McTernan, a banker who held senior roles at Credit Suisse and Lehman Brothers before entering government in 2017, will also look to strike better deals with solar, wind and nuclear power generators, who have seen their incomes rise because the price of electricity is pegged to the price of gas. Truss announced the government would be adopting an industry proposal to replace current contracts for renewable energy with a contracts for difference regime, which caps returns and should deliver a lower fixed price, over a longer term.
Economists said the package was likely to soften the impact of the long recession forecast for the UK as the energy crisis caused inflation to soar. The plan is expected to match – and in many cases exceed – the actions of other countries facing similar predicaments. It was reported on Thursday that Germany plans to give discounts to households and businesses on a certain amount of power in its €65bn plan.
Martin McTague, national chair of the Federation of Small Businesses, said the promise of bills support for the first time during the crisis was “a huge relief for millions of small businesses”. However, he said Truss offered “not enough information, yet, for them to plan”.

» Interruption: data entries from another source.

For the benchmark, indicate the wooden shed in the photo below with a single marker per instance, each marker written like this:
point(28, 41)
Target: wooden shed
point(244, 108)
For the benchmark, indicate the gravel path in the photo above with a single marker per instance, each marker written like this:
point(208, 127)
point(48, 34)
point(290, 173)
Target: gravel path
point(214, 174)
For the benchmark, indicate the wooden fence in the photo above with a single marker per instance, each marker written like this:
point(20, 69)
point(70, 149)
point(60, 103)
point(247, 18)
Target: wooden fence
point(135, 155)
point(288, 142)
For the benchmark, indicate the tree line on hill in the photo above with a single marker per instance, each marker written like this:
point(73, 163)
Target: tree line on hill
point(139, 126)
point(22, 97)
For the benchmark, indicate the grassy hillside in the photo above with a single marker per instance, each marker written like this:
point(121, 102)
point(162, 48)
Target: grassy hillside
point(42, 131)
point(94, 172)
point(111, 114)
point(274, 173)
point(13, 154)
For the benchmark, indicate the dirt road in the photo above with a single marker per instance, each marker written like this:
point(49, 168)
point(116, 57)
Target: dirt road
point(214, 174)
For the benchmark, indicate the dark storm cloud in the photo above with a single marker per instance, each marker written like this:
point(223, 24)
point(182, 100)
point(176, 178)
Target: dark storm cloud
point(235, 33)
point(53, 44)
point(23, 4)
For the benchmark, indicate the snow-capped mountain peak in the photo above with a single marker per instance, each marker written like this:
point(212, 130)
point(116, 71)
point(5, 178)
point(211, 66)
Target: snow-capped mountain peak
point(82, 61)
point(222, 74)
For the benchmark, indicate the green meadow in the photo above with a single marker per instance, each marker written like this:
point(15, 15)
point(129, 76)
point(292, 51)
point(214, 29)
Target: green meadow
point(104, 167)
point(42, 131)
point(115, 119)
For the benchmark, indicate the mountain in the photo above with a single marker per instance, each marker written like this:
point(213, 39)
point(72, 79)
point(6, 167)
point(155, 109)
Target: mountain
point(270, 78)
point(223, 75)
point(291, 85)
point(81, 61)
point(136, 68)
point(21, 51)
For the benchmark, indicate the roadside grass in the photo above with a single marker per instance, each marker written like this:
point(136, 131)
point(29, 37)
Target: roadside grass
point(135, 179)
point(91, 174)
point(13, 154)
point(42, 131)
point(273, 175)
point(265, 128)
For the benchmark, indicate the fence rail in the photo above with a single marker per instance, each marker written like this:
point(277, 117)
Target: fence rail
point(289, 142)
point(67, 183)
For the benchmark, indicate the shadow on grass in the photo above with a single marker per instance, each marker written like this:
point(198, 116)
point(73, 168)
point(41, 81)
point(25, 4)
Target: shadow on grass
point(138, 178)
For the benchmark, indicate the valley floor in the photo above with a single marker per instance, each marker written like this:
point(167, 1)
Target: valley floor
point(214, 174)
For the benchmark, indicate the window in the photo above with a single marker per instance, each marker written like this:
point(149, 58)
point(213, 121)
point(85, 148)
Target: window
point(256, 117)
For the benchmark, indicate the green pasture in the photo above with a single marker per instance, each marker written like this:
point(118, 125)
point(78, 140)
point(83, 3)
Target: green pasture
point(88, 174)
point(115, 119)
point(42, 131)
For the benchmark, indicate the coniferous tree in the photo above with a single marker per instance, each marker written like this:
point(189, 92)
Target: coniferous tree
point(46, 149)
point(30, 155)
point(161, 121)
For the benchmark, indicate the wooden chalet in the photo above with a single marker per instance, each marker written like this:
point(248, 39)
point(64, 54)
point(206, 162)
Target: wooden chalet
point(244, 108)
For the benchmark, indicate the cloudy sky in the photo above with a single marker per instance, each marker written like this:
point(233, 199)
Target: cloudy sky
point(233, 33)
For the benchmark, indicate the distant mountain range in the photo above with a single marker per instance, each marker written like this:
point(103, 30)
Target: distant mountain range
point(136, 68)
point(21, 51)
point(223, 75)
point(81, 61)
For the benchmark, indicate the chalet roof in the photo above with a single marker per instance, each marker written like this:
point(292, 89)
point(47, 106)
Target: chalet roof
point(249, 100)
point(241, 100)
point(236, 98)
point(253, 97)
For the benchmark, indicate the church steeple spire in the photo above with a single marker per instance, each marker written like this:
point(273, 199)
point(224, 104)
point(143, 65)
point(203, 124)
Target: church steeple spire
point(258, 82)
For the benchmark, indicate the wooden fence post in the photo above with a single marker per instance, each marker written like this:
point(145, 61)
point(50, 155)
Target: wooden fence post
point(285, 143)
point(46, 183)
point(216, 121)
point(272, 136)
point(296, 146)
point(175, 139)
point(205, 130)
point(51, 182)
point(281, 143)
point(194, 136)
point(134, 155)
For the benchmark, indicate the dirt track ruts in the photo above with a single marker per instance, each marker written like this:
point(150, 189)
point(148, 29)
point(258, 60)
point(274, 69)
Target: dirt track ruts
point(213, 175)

McTague also cautioned against a “cliff-edge after six months” if, as planned, the government withdraws support for companies. The government should have a “broad, realistic and fair” definition of which sectors are “vulnerable”, he said.
The business support is expected to focus on subsidies for wholesale gas prices. The government has promised to keep prices lower for all businesses for six months, and will consider how to cut back support to certain sectors in a review in three months’ time.
Households will see costs frozen at an average of £2,500 a year, a measure that is expected to support consumer spending. The government said it would also help reduce inflation, curbing the headline rate – which reached 10.1% in July – by four or five percentage points.
Chris O’Shea, chief executive of Centrica, the largest UK domestic energy supplier, said it was a “bold customer support package” that “will bring immediate relief to hard pressed households”.
Paul Dales of Capital Economics, a consultancy, said the package would “reduce inflation and limit the size of the recession”, but that it would also lead to higher interest rates and higher government debt.
Energy companies called for the government to reduce the use of fossil fuels.
Michael Lewis, chief executive of supplier E.ON UK, said the UK needed to make more “cheap, clean electricity” and “reduce our fossil fuel use”. However, he said he was “disappointed not to see a greater commitment to energy efficiency as a long-term solution to the current crisis, and as the foundation stone of that cleaner, greener future.”
Keith Anderson, chief executive of ScottishPower, called for “a three-pronged attack to tackle the issue at source by weaning the country off fossil fuels, doubling down on cheap, clean renewables and, importantly, decoupling electricity prices from gas.”